To be able to move the debt mountains on the side of governments, savers might see the value of their ­holdings shrink. With €12.2trn in net assets on the side of ­households, there should be room to absorb real losses on the €6.2trn in eurozone government debt. But the ­proposal is as painful for investors as it is simple.
"Governments can only get out of their debt if the holders of government debt get no real interest rate on their bonds," Bruckbauer said.

Financial repression

The phrase "financial repression", popularised by US scholar Carmen Reinhart, springs to mind. The senior fellow at the Peterson Institute for International ­Economics argued in a paper for the International ­Monetary Fund in May, The Liquidation of Government Debt, that governments were only able to get out the post-war debt through negative real interest rates over 20 years.

"We are not talking about hyperinflation here," ­Bruckbauer told the fund selectors and ­portfolio managers listening to his keynote address at the Austria Forum. "Even inflation rates of four to five per cent would do the trick over ten to 20 years."

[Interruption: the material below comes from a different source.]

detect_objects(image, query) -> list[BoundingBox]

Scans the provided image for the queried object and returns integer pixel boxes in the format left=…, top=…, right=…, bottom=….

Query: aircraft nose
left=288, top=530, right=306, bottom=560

The economist's medicine also needs a disciplined patient, not only lower private savings. If governments started to balance their budgets and the European Central Bank keeps interest rates on long-term bonds low, even moderate nominal growth (real expansion plus inflation) might help to pay off debts quickly.

Public debt in advanced economies - today at the ­staggering level equal to economic output - could thus fall to below 90% of GDP by 2020, with an annual deficit of 2% and nominal growth of roughly 4%.

This notion does not sound completely preposterous. According to the IMF, annual nominal growth in advanced economies averaged 3.3% over the past ten years, despite the most severe recession since the Second World War.